É a partir deste mês de
janeiro que muitos portugueses, trivialmente denominados de funcionários
públicos, vão sentir na carteira os cortes decretados pelo governo. Como as
contas deste rosário têm sido adornadas com falácia que baste, reflitamos
seriamente naquilo que está em causa.
Com o aumento não
remunerado, de 35 para 40, do número de horas semanais de trabalho, estes funcionários
sofreram em 2014, de um só golpe, uma redução relativa da sua remuneração em
cerca de 14%.
Depois há ainda que somar,
se o Tribunal Constitucional o vier a permitir, o corte salarial entre 2,5 e
12%, que originará diferenças entre salário bruto e salário líquido que chegam
a ultrapassar os 50%.
A isto acresce um
aumento de 1% na contribuição para a ADSE.

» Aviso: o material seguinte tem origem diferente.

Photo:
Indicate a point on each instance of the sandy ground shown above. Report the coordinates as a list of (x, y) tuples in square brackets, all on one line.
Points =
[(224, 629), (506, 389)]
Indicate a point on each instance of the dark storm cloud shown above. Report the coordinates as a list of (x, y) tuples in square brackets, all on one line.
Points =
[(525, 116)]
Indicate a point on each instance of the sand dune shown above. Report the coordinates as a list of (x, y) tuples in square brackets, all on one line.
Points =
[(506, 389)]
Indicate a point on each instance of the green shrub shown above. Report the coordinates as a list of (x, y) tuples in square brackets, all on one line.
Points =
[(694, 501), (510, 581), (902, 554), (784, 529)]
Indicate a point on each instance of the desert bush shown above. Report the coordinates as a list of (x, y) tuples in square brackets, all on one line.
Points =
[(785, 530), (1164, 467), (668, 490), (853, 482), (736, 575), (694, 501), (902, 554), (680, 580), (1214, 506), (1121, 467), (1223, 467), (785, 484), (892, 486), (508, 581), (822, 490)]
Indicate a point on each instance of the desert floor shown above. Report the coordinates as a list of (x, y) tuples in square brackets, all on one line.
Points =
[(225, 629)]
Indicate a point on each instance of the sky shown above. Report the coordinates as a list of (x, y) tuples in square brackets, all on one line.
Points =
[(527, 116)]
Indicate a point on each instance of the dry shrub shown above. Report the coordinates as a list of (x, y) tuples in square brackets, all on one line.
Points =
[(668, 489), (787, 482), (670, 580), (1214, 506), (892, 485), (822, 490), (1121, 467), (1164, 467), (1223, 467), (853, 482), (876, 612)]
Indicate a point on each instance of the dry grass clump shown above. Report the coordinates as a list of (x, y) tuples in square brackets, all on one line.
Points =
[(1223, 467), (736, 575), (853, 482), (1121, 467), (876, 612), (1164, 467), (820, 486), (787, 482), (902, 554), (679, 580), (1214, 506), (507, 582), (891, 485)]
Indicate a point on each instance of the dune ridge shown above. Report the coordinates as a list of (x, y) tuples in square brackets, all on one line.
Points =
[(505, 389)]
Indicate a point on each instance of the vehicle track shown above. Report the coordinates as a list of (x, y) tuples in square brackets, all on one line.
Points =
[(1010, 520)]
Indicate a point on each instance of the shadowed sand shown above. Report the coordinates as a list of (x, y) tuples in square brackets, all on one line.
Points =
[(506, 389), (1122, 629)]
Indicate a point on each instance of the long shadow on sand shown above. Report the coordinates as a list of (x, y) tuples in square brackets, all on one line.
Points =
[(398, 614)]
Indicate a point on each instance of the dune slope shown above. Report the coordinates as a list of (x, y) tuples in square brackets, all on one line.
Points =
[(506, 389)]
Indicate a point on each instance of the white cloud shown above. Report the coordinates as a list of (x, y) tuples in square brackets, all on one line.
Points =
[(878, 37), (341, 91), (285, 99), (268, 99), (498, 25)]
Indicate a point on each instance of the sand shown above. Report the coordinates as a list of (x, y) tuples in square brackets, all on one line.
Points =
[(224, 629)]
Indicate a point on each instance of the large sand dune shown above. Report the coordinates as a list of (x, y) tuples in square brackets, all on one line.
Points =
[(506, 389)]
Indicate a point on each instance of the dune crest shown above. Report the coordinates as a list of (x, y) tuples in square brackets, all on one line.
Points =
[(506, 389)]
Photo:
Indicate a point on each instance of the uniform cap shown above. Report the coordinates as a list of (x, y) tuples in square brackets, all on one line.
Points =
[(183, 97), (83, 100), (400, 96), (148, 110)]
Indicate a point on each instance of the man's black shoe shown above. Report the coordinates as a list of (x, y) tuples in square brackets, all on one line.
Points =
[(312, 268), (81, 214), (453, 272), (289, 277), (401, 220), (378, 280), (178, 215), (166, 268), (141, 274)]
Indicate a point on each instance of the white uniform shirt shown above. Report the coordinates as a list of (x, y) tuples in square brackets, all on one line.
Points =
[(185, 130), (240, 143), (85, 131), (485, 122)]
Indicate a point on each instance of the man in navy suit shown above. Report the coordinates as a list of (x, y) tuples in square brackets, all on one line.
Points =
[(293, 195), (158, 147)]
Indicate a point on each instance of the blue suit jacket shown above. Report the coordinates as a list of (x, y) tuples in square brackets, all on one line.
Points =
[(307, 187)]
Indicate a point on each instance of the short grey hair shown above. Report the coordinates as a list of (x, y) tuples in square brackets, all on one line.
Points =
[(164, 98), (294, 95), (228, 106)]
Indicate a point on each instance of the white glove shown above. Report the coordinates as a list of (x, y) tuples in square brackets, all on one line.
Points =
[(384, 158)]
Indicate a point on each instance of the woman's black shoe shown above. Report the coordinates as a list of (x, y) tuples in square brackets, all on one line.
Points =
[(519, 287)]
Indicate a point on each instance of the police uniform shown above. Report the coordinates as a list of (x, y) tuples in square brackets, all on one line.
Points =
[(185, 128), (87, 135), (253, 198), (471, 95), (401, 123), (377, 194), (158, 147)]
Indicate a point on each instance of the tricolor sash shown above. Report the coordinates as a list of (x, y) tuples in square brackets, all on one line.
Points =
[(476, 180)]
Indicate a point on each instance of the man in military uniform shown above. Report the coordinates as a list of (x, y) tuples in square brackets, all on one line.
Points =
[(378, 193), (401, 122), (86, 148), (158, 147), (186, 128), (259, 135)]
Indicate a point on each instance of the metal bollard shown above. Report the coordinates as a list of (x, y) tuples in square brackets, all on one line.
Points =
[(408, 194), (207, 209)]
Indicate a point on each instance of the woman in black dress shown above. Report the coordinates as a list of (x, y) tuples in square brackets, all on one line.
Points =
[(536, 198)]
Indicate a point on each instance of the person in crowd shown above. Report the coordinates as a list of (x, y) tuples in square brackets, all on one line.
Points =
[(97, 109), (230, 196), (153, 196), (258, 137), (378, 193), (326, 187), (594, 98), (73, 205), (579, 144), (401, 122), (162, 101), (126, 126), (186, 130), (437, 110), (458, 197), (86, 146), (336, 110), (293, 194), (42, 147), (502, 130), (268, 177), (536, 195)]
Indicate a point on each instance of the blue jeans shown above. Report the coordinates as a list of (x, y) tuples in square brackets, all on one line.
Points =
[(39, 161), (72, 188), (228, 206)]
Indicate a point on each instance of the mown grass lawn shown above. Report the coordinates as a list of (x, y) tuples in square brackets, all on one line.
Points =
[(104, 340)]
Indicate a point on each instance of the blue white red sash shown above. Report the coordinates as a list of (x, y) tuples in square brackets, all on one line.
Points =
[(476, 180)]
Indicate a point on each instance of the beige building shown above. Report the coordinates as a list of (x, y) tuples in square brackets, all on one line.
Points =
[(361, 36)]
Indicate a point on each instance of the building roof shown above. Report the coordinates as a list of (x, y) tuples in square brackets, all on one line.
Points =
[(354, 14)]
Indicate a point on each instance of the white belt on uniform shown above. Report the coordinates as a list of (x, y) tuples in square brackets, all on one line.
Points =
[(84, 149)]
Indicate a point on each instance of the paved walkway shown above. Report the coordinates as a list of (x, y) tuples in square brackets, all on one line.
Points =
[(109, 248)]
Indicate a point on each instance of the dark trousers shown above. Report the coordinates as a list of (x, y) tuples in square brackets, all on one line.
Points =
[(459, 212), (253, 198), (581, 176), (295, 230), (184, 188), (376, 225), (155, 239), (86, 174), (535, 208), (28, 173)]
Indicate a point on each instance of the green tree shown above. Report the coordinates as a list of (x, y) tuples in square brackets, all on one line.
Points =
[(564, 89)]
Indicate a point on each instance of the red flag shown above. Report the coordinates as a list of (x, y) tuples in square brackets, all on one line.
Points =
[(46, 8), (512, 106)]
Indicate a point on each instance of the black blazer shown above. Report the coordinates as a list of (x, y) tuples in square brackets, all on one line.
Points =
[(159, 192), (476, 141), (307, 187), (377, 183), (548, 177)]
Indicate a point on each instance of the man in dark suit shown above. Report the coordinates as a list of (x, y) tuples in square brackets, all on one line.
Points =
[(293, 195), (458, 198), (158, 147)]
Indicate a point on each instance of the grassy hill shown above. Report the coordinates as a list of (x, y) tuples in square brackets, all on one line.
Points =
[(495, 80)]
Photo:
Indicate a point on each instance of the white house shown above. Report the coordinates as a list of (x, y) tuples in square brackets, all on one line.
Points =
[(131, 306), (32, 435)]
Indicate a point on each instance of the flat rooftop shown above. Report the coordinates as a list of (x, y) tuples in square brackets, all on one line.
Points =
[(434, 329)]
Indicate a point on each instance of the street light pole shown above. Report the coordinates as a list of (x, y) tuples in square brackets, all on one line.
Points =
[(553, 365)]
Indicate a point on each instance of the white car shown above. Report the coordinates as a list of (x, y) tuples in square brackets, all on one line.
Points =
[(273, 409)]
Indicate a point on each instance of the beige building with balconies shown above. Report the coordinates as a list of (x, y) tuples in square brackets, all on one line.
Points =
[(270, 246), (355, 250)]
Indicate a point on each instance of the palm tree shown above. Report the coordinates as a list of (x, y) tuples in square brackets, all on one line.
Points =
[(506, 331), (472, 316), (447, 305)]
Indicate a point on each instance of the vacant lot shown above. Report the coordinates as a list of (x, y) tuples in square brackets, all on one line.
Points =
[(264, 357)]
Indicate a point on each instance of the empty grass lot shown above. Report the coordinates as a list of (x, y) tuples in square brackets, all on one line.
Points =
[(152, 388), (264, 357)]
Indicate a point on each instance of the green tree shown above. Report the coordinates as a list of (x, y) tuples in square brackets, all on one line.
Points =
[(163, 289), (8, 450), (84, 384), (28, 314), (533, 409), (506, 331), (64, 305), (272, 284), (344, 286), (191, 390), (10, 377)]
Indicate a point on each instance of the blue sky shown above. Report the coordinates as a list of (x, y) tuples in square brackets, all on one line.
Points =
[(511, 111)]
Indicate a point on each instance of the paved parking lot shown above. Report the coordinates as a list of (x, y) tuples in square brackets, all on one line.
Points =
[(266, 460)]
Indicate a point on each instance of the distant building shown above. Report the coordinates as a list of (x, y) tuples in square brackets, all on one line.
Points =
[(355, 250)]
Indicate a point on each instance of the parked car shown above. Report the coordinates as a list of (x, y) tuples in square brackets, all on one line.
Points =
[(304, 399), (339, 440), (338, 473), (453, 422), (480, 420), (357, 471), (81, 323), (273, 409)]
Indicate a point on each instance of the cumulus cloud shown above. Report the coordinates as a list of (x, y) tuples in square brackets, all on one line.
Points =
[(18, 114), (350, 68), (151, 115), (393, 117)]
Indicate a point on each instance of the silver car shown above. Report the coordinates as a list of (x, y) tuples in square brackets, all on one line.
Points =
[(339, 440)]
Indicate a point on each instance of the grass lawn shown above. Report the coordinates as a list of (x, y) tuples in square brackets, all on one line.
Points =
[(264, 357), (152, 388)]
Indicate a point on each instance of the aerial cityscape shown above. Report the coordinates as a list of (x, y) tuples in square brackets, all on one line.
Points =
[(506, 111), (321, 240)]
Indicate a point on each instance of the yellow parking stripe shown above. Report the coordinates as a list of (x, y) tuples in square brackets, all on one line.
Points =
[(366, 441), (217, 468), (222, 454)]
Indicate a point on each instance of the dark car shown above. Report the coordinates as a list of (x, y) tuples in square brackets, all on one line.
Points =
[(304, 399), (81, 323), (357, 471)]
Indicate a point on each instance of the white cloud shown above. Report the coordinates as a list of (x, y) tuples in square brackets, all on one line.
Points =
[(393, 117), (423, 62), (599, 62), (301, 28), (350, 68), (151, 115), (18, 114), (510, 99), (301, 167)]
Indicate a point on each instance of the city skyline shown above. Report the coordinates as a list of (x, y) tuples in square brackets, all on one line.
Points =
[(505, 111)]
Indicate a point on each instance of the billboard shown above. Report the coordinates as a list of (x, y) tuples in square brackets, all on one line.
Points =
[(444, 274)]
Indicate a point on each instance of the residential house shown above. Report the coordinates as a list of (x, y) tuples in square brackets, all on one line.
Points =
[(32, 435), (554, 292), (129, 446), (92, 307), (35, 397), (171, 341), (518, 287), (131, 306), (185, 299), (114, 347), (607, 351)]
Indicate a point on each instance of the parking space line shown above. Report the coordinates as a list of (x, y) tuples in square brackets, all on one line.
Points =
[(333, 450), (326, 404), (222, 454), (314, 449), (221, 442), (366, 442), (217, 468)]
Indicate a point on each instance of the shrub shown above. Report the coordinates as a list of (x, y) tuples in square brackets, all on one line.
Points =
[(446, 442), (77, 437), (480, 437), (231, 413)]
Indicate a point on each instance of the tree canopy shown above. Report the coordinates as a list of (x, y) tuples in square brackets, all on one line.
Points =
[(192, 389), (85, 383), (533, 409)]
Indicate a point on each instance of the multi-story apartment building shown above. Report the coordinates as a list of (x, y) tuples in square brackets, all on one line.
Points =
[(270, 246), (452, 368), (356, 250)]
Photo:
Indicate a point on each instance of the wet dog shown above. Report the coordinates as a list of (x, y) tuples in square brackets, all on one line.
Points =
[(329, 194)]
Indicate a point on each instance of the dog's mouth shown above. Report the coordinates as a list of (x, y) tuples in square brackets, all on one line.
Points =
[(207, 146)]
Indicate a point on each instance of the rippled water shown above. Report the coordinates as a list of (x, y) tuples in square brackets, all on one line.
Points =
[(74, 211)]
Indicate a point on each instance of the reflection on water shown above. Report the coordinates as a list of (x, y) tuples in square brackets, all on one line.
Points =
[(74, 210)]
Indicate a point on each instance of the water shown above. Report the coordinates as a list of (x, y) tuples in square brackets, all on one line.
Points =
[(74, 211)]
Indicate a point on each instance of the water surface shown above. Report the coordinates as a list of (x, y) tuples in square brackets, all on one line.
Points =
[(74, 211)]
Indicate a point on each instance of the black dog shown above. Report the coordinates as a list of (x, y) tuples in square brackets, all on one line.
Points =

Ora, aqui chegados, deixemos
a propaganda à porta e atiremo-nos à matemática.
Tomemos o exemplo de um
funcionário público, solteiro e sem filhos, que vença um salário bruto de 700
euros. A redução salarial em 2014 será de 164 euros, aumentando 21 euros em
relação à que vigorou em 2012.
Só que a comparação não
pode ser assim tão pacífica. Como o funcionário agora trabalha mais uma hora
por dia, tem de se entrar em linha de conta com este novo fator. O funcionário
deveria agora ser remunerado, de acordo com uma regra de três simples que
incorporasse essas 5 horas semanais adicionais, com 800 euros brutos por mês,
em vez de 700.
Ou seja, o funcionário
público em causa vai perder, não 21 euros por mês em relação a 2012, mas sim
121 euros mensais, representando mais de 15% daquilo que deveriam ser os
merecidos 800 euros.
Isto bate certo com os
tais 1% para a ADSE e os 14% de trabalho gratuito, sem sequer entrarmos em
linha de conta com o facto de não haver qualquer acompanhamento compensatório
da inflação, o que é mau.
Também bate certo com
outros indicadores. Sabe-se hoje que a perda de emprego e os cortes salariais
foram responsáveis por 31% dos mais de 29 mil pedidos de auxílio recebidos pela
DECO em 2013. Trata-se genericamente de casos em que pessoas até aí
cumpridoras foram, por via de uma dita “adaptação salarial” que não é da sua
responsabilidade, transformadas naquilo que vulgarmente denominávamos de
“caloteiros”. Porque sabemos que não o são, passaram, no politiquês hoje corrente, a ser pessoas que viviam “acima das suas
possibilidades”.
Bate ainda certo com o
futuro que este governo quer para Portugal. Arrasando com o militante e
persistente ceticismo de alguns, finalmente há um rumo. É cada vez mais claro
que se atingirmos os 40% de desemprego, um horário semanal de 50 horas sem
direito a férias, e um salário mínimo de 100 euros, voltaremos a ter um período
dourado. Pelo menos alguns.
Esta possibilidade,
cada vez mais real, está a causar o pânico nas grandes potências que nesta área
arriscam ser nossas concorrentes, como é o caso do Bangladesh, do Burkina Faso
e da Costa Rica.
Os políticos destes
países confessam agora o seu receio de a deslocalização para Portugal de grande
parte das suas empresas trazer para o nosso país milhares de postos de trabalho
especializados na área do emprego infantil e adolescente. Com toda essa
juventude a dar ao dedo, a par de uma quase escravatura da restante população
ativa, a taxa de desemprego global em Portugal arrisca-se a ser trucidada para
números com que atualmente só podemos sonhar e que farão inveja a toda a Europa.
Há mesmo economistas
mais visionários que começam a defender que o trabalho é um bem demasiado
precioso para continuar a ser tratado com tem sido. Quem quiser trabalhar, deve
simplesmente pagar.
Sim, porque num mundo
verdadeiramente competitivo e moderno, não há lugar para relógios, resiliências
ou outros esquemas epistemológicos. E muito menos para mandriões. Ou para funcionários
públicos, que são mais ou menos a mesma coisa.
Uma boa semana para
todos, dentro dos limites que nos são impostos.